••• Mit freudiger Überraschung habe ich eben Lothar Müllers Besprechung des Charlotte-Grasnick-Bandes »So nackt an dich gewendet« in der heutigen »Süddeutschen« gelesen. Dass es überhaupt ein Lyrikband in die »Süddeutsche« geschafft hat, ist schon Anlass genug zur Freude. Aber auch was Müller schreibt, hat mich sehr gefreut, wenn auch ich als Herausgeber Schelte ernte:
Nein, Benjamin Stein tut der Autorin keinen Gefallen, wenn er sie auf das Liebesgedicht und den reinen Ausdruck des »Ich« festlegt.

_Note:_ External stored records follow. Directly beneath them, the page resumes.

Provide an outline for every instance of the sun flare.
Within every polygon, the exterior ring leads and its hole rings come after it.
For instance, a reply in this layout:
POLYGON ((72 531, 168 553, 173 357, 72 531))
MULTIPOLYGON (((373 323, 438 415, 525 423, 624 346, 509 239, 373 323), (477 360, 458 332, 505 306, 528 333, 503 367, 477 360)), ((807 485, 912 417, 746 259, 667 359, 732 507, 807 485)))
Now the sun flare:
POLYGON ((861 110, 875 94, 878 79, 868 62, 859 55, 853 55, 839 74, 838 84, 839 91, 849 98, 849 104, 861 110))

Ganz recht! Mit vielen Beispielen aus den Gedichten stärkt Müller im Anschluss seine These, dieser Band sei wie eine Flaschenpost aus einer ästhetischen und Haltungsenklave. Er zitiert gerade aus den Gedichten mit politisch doppeltem Boden (etwa dem für Huchel und dem für den Trompeter Güttler).
Mit seiner Lesart und den vielen Zitaten zeigt Müller eine Dimension auf, die Charlotte Grasnick ja ganz unzweifelhaft ebenfalls hatte, die wesentlich war und Beachtung verdient. So wissen die SZ-Leser nun beides: dass diese Gedichte oft und intensiv über die Liebe sprechen, dass da aber eben auch eine Dichterin am Werk war, die, wenn sie »Ich« sagte, auch immer die Welt meinte, in der sie sich bewegte.

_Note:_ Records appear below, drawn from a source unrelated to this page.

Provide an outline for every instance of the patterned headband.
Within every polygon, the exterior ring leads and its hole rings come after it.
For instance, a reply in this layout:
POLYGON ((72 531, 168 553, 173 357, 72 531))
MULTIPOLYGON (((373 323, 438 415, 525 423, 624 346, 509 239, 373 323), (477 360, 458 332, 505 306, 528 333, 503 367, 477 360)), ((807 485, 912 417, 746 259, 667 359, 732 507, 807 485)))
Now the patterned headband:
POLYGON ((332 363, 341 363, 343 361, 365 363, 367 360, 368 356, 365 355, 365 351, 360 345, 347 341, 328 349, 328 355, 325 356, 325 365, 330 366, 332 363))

Dazu eine Grafik von Dieter Goltzsche, ein Charlotte-Porträt mit der geliebten Zigarette. Ich bin sehr froh über diese Besprechung. Denn wesentlich ist für mich vor allem dies: Dass diese Gedichte erneut wahrgenommen werden, auch und besonders von einem Publikum, das Charlotte bisher nicht erreichen konnte. Und nun bin ich zuversichtlich. Denn so wie Müller werden auch die Leser, die der Band hoffentlich noch finden wird, die Vielschichtigkeit von Charlotte Grasnicks lyrischem Werk entdecken.